Why are not you interested in LSTM algorithm? It will be interesting for video streams.
Finally, websites should be avoided for references.
Author Response
Point 1: The aim of this paper is interesting and useful for readers thanks to the comparison's work.
Response1: We thank the reviewer for reviewing the paper, and the positive assessment.
Point 2: For a better reading, the authors must re-read the paper to better introduce the name of the parameters and better to define for example param.alpha, Theta and x …
Response 2: We have made updates in the revised manuscript by providing a better definition of param. alpha in the third paragraph of Introduction, defining Theta in the equations in 3.1, and defining x in the second paragraph of 3.2.1.
Point 3: In paragraph 3.2 give the references of the mentioned fields.
Response 3: We are sorry for missing the references. We have updated it in the revised manuscript.
Point4: The introduction of the three architectures is not well detailed.
Response 4: We apologize for not providing sufficient detail in the introduction of the architectures. We have updated it in the revised manuscript.
Point 5: Why do you take the first 9 subjects for the learning phase and not a random one?
Response 5: The NUAA dataset consists of 3491 training images and 9123 test images. The training set images consists of subjects 1-9, and the test set consists of subjects 1-15. Since the training set already consists of subjects 1-9, we used that in the learning phase.
Point 6: Why are not you interested in LSTM algorithm? It will be interesting for video streams.
Response 6: We have mentioned this in the Conclusion of our paper.
Point 7: Finally, websites should be avoided for references.
Response 7: We changed it in the revised manuscript, except for references [30] and [31]. These are arxiv publications, for which websites are generally accepted in technical papers.
Reviewer 2 Report
This paper conducted a study to differentiate real and fake face images with nonlinearly diffused images and three deep CNN architectures, including CNN-5, ResNet50 and Inception v4. The NUAA dataset consisting of 15 subjects and 12614 images was tested. Different smoothness and CNN parameters were tried. Inception v4 combined with smoothness factor 15 resulted in a 100% classification rate.
1. The abstract is not clear and needs to be improved.
2. Why the images need to be diffused for CNN? Please clarify if it is for denoising. What if the original images are used for CNN?
3. More details are needed for the proposed methods.
Author Response
Point 1: This paper conducted a study to differentiate real and fake face images with nonlinearly diffused images and three deep CNN architectures, including CNN-5, ResNet50 and Inception v4. The NUAA dataset consisting of 15 subjects and 12614 images was tested. Different smoothness and CNN parameters were tried. Inception v4 combined with smoothness factor 15 resulted in a 100% classification rate.

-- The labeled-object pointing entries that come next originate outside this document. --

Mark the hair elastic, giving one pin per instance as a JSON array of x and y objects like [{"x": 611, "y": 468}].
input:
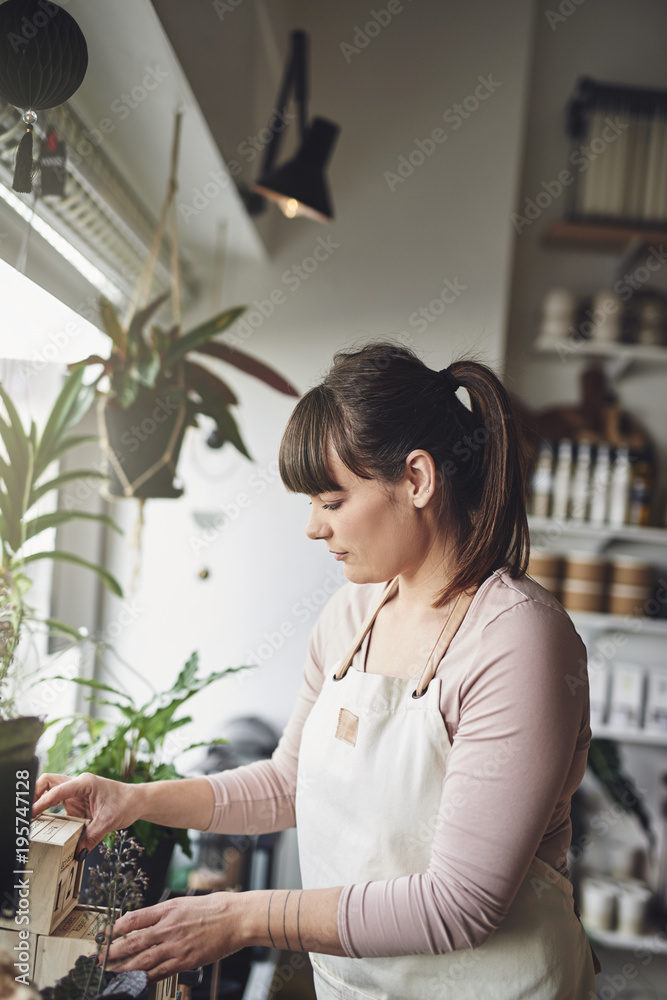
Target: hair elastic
[{"x": 450, "y": 379}]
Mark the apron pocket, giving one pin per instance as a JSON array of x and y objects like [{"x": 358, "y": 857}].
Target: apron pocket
[{"x": 329, "y": 987}]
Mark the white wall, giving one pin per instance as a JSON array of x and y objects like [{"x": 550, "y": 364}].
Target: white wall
[{"x": 391, "y": 252}]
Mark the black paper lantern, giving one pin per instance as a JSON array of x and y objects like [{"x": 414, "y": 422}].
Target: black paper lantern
[{"x": 43, "y": 60}]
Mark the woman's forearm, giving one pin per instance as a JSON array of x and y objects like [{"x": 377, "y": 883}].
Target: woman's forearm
[
  {"x": 293, "y": 919},
  {"x": 186, "y": 803}
]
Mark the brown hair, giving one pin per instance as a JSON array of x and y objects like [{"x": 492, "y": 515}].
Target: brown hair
[{"x": 379, "y": 403}]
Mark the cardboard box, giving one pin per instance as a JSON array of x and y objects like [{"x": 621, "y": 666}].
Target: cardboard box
[
  {"x": 75, "y": 936},
  {"x": 51, "y": 882}
]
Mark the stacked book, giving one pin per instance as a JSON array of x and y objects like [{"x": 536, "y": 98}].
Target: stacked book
[{"x": 619, "y": 154}]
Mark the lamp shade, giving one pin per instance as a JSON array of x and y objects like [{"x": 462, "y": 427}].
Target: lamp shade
[
  {"x": 43, "y": 54},
  {"x": 300, "y": 186},
  {"x": 43, "y": 60}
]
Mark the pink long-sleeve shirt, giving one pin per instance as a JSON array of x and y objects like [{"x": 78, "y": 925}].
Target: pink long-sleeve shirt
[{"x": 513, "y": 677}]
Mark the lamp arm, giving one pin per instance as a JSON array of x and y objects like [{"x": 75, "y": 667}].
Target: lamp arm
[{"x": 294, "y": 78}]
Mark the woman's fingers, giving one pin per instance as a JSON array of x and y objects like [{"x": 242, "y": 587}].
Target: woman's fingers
[
  {"x": 52, "y": 789},
  {"x": 136, "y": 920}
]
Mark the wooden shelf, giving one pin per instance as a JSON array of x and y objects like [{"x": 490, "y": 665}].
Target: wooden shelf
[
  {"x": 655, "y": 943},
  {"x": 566, "y": 349},
  {"x": 603, "y": 622},
  {"x": 639, "y": 736},
  {"x": 603, "y": 532},
  {"x": 597, "y": 238}
]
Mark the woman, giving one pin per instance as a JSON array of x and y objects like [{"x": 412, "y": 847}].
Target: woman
[{"x": 436, "y": 741}]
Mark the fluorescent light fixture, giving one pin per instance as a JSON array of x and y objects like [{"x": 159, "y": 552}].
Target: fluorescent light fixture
[{"x": 65, "y": 249}]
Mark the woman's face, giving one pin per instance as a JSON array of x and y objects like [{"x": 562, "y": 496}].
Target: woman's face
[{"x": 378, "y": 530}]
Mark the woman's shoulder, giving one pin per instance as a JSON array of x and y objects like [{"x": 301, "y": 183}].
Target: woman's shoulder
[{"x": 504, "y": 602}]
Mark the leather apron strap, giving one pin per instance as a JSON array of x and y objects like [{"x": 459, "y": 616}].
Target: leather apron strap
[{"x": 456, "y": 615}]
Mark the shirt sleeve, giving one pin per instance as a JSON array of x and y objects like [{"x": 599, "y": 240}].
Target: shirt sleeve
[
  {"x": 519, "y": 749},
  {"x": 259, "y": 797}
]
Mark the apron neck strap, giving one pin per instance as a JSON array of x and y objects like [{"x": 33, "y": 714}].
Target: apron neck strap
[
  {"x": 365, "y": 627},
  {"x": 449, "y": 630}
]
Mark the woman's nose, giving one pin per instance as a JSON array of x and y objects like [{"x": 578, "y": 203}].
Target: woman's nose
[{"x": 317, "y": 526}]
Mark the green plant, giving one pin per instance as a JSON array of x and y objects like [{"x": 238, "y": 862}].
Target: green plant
[
  {"x": 162, "y": 360},
  {"x": 117, "y": 884},
  {"x": 128, "y": 746},
  {"x": 26, "y": 478}
]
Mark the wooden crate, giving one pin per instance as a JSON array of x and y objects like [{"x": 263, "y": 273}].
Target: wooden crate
[
  {"x": 19, "y": 945},
  {"x": 51, "y": 882},
  {"x": 75, "y": 936}
]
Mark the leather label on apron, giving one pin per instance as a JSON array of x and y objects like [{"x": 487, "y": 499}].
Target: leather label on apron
[{"x": 346, "y": 730}]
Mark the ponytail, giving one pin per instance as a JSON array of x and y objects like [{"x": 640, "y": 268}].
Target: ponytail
[
  {"x": 498, "y": 526},
  {"x": 381, "y": 402}
]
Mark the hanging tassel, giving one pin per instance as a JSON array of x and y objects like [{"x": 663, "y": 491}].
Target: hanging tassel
[{"x": 23, "y": 167}]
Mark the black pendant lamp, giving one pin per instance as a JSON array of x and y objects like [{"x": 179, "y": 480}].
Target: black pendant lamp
[
  {"x": 299, "y": 187},
  {"x": 43, "y": 60}
]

Response 1: We thank the reviewer for taking time to review our paper, and for the suggestions.
Point2: The abstract is not clear and needs to be improved.
Response 2: We have improved it in the revised manuscript.
Point 3: Why the images need to be diffused for CNN? Please clarify if it is for denoising. What if the original images are used for CNN?
Response 3: When diffusion is used, the edge information and surface texture of real images will be more pronounced than that of fake images. The diffusion process denoises the image by preserving the edges. The edges of a flat image will fade out, whereas those of a real image will remain clear. This helps in classification of the image as live or fake. Without diffusion, the edges will not be highlighted and the boundaries will not be enhanced. Therefore, when an original image is fed to the architecture, classification accuracy will be very low as it will be difficult to distinguish between a real and fake image.
Point4: More details are needed for the proposed methods.
Response 4: We apologize for not including sufficient detail in the proposed method. We have added more information in the revised manuscript.